Feb 27, 2011

Gospel

Jesus loves me. This I know,
for the Bible tells me so.
Little ones to Him belong;
they are weak, but he is strong.

Feb 7, 2011

Oriental

Student: Mista, how come Asians are smarter?
Teacher: Not true.

Student: What's the secret?

Teacher: Have you ever seen Panda King close?
Student: No.

Teacher: How about the Asian laundromat?
Student: No.

Teacher: You ever see Mr. Ha absent?
Student: ...see you tomorrow.

Feb 1, 2011

Project Intervention

Because so many of our 11th graders are underperforming and at risk of failing out, BLS staff conducted a Mock Commencement to show how less than 15% of them are on pace to graduate. This is the speech I delivered before the student body to improve attendance and raise urgency.

Good afternoon Juniors. You know, I fell in love for the first time my junior year of high school. And you know how you can tell? There are two signs of true love, so ladies if you don’t see these things then it’s not the real deal. The first is that when I’m with her, nothing. else. matters. It doesn’t matter if my friends are playing ball, my mom is calling my phone, or if I’m really hungry… she has my full, undivided attention. The second is that before I go to sleep, the only question on my mind is, 'Am i going to see her tomorrow?' I needed to see her everyday. Period.

So with my life revolving around this one girl, you can kind of imagine what my grades were like. I sucked at school. I was in the bottom half of my class. I got caught for cheating. So I know what it’s like when teachers shake their heads at you saying, “You need to try harder.” When your mom is pleading, “Don’t you care about your future??”

And one day I just exploded, “YOU HAVE NO IDEA that I stay up till 2 am every night, wishing I could be better! Stressing about my future! I want to be so successful, Mom, so you never have to work another 13 hour day! I want to become a man that my girlfriend admires, not consoles. I want to stick it to every racist that ever called me chink. I want to be better... I just don't know where to start.”

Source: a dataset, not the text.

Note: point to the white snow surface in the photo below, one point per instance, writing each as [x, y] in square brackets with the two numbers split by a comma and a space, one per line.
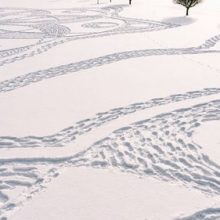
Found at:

That night I cried for 2 hours. You see, I wasn’t a bad kid. I had mature feelings. Strong commitment. It was just to the wrong things. Don’t you feel like you’re being misunderstood? That the person you want to become is not how you’re seen? That your transcript doesn’t reflect your true ability? No wonder you hate coming to school. You’re not bad kids and you don't deserve to feel this way. We can turn this around but it has to be now. And it has to be completely different. It’s time to treat school like we do our lovers. By needing to be here everyday. And giving your full, undivided attention.